Onder communicatie verstaat men, dat een boodschap uitgezonden wordt door een zender (spreker) en opgevangen moet worden door een ontvanger (hoorder). Wordt de boodschap door de hoorder op zodanige wijze ontvangen, dat er tussen hem en de spreker “begrip” ontstaat, dan is er sprake van geslaagde communicatie. De communicatie kan echter door tal van faktoren verstoord worden. Door een studie te maken van het verschijnsel communicatie en de regels die op het gebied van de menselijke communicatie optreden, is het mogelijk wetenschappelijk vast te stellen wanneer communicatie een kans van slagen heeft en wanneer niet. Een van de voornaamste oorzaken van mislukte communicatie blijkt nu te zijn het gebrek aan eenheid tussen spreker en hoorder. Dit gebrek hangt meermalen samen met het feit dat de spreker zich niet voldoende vergewist van de situatie van de hoorder. Door in te spelen op de situatie van de hoorder, kan de spreker het best gebruik maken van de mogelijkheden voor overdracht van zijn boodschap aan de hoorder. Zo hangen de vragen van de communicatie en de belangstelling in de situatie van de hoorder ten nauwste met elkaar samen.

Het is dan ook typerend voor onze tijd, dat men in de homiletiek zoveel aandacht aan de communicatie besteedt.
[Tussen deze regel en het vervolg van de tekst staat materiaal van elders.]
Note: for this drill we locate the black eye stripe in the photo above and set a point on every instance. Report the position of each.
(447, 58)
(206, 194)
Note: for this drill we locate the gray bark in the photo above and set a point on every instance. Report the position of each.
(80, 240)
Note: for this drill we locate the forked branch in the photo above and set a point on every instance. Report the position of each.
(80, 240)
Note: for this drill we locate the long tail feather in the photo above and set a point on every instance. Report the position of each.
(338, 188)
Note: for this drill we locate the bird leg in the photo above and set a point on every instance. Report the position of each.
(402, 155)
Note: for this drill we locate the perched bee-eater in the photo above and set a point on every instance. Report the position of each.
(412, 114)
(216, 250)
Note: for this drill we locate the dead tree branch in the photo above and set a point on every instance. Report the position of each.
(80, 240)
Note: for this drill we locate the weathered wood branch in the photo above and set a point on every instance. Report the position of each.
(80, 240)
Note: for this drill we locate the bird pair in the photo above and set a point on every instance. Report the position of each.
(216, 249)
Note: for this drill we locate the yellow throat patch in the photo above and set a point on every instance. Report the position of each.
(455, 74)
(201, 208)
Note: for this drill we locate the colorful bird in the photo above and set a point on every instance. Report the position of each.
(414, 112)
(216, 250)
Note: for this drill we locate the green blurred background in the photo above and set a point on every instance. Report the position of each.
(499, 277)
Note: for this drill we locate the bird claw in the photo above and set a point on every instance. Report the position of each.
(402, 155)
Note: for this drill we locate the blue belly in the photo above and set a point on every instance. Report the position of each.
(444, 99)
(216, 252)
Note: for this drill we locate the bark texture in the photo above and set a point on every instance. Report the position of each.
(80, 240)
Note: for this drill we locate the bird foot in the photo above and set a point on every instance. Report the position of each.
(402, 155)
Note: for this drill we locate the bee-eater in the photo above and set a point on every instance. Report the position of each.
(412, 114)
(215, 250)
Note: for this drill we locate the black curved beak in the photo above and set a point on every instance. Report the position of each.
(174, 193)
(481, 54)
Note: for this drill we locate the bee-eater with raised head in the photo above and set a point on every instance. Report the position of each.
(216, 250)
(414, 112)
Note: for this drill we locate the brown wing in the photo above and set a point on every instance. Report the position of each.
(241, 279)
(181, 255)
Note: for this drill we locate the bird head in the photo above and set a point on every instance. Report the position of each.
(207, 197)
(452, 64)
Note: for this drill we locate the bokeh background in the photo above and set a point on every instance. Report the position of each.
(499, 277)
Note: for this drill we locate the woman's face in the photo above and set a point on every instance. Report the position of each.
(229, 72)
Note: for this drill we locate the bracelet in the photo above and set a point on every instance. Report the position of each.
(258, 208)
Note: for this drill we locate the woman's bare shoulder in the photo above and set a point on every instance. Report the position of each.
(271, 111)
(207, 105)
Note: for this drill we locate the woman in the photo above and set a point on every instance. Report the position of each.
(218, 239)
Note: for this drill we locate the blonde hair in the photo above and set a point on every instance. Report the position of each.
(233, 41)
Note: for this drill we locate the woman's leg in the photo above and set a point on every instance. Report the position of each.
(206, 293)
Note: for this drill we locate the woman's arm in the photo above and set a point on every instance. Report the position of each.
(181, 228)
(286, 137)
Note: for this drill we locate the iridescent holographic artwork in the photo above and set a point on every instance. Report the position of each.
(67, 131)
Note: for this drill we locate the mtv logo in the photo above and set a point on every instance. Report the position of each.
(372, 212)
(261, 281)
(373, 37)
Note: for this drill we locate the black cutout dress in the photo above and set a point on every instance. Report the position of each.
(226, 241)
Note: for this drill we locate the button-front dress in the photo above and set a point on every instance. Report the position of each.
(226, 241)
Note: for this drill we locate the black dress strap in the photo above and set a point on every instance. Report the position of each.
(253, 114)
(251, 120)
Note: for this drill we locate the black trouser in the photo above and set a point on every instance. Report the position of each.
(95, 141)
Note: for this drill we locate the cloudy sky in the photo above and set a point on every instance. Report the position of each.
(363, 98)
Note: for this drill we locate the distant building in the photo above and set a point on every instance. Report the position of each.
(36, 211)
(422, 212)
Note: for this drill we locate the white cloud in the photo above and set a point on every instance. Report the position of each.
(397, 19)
In de communicatieproblematiek komen we in aanraking met dezelfde vragen; die altijd al een rol gespeeld hebben bij de bespreking van de toepassing in de preek, bij de vraag naar een “actuele” prediking, bij de versehillende theologische programma’s waarin vooral aansluiting bij het denken van de moderne mens gezocht is (Bultmann, Tillich). Het verschil in de benadering van deze vragen is echter duidelijk.

Het verschil met de theologische programma’s van b.v. Bultmann of Tillich is dat men niet de situatie van de hoorder bepaalt vanuit een vooropgezette idee van wat de moderne mens zou zijn of hoe hij zichzelf verstaat, maar dat men veel eerder empirisch te werk wil gaan, d.w.z. dat men op grond van warneming van de mens en zijn gedragingen zijn situatie wil bepalen. Daardoor krijgt de benadering van de moderne mens vanuit de vraagstelling van de communicatie veel minder een speculatief en veel meer een exact-wetenschappelijk karakter. Op grond van psychologische en sociologische studies kan men langs de weg van experimenten en op grond van allerlei statistische gegevens tot een beschrijving van de culturele situatie van de mens komen, waarnaast er dan ook nog ruimte overblijft voor de waarneming van de persoonlijke situaties van de individuen of afzonderlijke groepen binnen de algemene culturele situatie.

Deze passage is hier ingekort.